I have an external keyboard but hate writing in Notepad!  Is there anything that would simulate a real word processing program?


----------



## Betsy the Quilter (Oct 27, 2008)

Apple's Pages is a quite nice word processor for $9.99.

Betsy


----------



## Karl Fields (Jan 24, 2011)

iA Writer is nice if you want something without a lot of bells and whistles. http://www.iawriter.com/


----------



## Chad Winters (Oct 28, 2008)

Drafts is supposed to be good too


----------



## manou (Sep 5, 2010)

I second Betty's recommendation of Apple's Pages. It is an exellent word processor, has a great user interface and converts easily into a PDF or Microsoft Words compatible document.


----------



## hsuthard (Jan 6, 2010)

And, if you switch between writing on your ipad and your Mac, the desktop version of Pages will sync your document ts automatically via iCloud.


----------



## Chad Winters (Oct 28, 2008)

Elements and Textcraft are popular
I use Pages and Quickoffice Pro HD for googledocs


----------



## StephanieJ (Nov 11, 2010)

My daughter swears by Enso Writer. She has several writing apps and this is her favorite by far.
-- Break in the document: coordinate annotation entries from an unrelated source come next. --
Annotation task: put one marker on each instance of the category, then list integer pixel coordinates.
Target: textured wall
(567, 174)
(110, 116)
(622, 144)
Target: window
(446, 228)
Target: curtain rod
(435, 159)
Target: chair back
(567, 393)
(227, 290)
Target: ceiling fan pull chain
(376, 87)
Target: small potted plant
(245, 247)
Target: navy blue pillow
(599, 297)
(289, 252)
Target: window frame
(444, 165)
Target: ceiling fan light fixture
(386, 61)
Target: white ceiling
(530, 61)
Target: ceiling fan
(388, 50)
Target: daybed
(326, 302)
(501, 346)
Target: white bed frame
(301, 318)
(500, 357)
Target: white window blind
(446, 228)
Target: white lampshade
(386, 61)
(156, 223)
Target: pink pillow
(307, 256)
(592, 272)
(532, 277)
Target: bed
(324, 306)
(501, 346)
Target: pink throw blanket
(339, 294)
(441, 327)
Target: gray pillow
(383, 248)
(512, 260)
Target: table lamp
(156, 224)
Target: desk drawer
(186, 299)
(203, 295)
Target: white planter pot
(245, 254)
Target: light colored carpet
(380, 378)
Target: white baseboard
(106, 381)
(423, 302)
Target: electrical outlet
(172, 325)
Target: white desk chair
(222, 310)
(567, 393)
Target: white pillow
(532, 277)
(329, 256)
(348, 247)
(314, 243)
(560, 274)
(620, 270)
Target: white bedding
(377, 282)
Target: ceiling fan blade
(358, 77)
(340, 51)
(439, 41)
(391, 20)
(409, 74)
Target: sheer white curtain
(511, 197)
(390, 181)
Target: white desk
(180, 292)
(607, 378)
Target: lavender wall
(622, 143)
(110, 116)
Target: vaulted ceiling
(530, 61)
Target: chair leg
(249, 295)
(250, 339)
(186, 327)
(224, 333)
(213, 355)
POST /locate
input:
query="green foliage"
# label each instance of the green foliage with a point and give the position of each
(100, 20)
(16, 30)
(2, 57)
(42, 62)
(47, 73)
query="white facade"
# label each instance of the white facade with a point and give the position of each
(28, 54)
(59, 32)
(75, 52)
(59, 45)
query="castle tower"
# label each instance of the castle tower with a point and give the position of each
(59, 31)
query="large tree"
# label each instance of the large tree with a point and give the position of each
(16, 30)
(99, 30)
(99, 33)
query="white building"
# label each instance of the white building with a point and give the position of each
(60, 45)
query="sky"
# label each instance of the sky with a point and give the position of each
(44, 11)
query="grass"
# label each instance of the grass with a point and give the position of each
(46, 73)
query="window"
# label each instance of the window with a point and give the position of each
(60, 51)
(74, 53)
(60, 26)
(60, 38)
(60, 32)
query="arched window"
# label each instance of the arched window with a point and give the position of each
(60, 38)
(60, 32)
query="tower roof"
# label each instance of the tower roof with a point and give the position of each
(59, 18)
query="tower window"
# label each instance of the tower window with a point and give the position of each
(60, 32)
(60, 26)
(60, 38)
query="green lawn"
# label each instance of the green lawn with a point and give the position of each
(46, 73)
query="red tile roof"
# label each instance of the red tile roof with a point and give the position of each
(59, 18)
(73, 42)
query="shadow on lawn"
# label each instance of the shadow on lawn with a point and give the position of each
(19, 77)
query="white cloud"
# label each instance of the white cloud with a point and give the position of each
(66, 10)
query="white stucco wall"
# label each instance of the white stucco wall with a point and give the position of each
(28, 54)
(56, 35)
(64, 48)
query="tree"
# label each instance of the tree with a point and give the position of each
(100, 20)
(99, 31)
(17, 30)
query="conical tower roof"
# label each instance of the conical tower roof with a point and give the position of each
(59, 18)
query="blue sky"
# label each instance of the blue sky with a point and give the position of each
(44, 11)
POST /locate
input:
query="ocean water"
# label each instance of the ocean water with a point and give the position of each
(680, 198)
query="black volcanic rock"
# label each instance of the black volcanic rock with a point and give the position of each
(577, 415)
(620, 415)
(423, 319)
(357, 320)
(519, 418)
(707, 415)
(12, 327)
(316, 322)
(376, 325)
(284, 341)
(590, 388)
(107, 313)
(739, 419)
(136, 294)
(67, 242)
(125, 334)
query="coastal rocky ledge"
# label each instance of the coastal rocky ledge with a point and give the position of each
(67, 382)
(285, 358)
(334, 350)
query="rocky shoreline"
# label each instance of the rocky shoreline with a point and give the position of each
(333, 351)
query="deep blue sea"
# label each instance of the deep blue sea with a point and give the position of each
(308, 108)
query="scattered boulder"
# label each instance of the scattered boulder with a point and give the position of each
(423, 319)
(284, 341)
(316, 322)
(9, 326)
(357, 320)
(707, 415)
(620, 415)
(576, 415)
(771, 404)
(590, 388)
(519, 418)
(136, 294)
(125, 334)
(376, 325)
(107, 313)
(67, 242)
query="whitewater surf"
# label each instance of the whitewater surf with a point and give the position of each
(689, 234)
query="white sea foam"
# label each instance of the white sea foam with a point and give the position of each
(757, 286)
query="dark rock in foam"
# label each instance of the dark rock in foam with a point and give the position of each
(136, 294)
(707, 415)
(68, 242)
http://appadvice.com/appnn/2012/01/quickadvice-ensowriter

https://itunes.apple.com/us/app/enso-writer-minimalist-text/id431734962?mt=8


----------



## corkyb (Apr 25, 2009)

Betsy the Quilter said:


> Apple's Pages is a quite nice word processor for $9.99.
> 
> Betsy


Do I have to buy pages separately for both my MBPS AND my iPad ormdomi just buy it once and it works on both?


----------



## mooshie78 (Jul 15, 2010)

Pages is good.  Especially if you're just writing text and use a Windows PC.  It's pretty good at not messing up formatting for just straight text.  I've had issues with documents with lots of tables and figures though.  They did just update Pages, Keynote etc. the other day and the update said it was to improve compatibility with MS Word--haven't tried anything to test though.


----------



## hsuthard (Jan 6, 2010)

corkyb said:


> Do I have to buy pages separately for both my MBPS AND my iPad ormdomi just buy it once and it works on both?


No, they are separate programs, as they run on different operating systems. They are both reasonably priced, though.


----------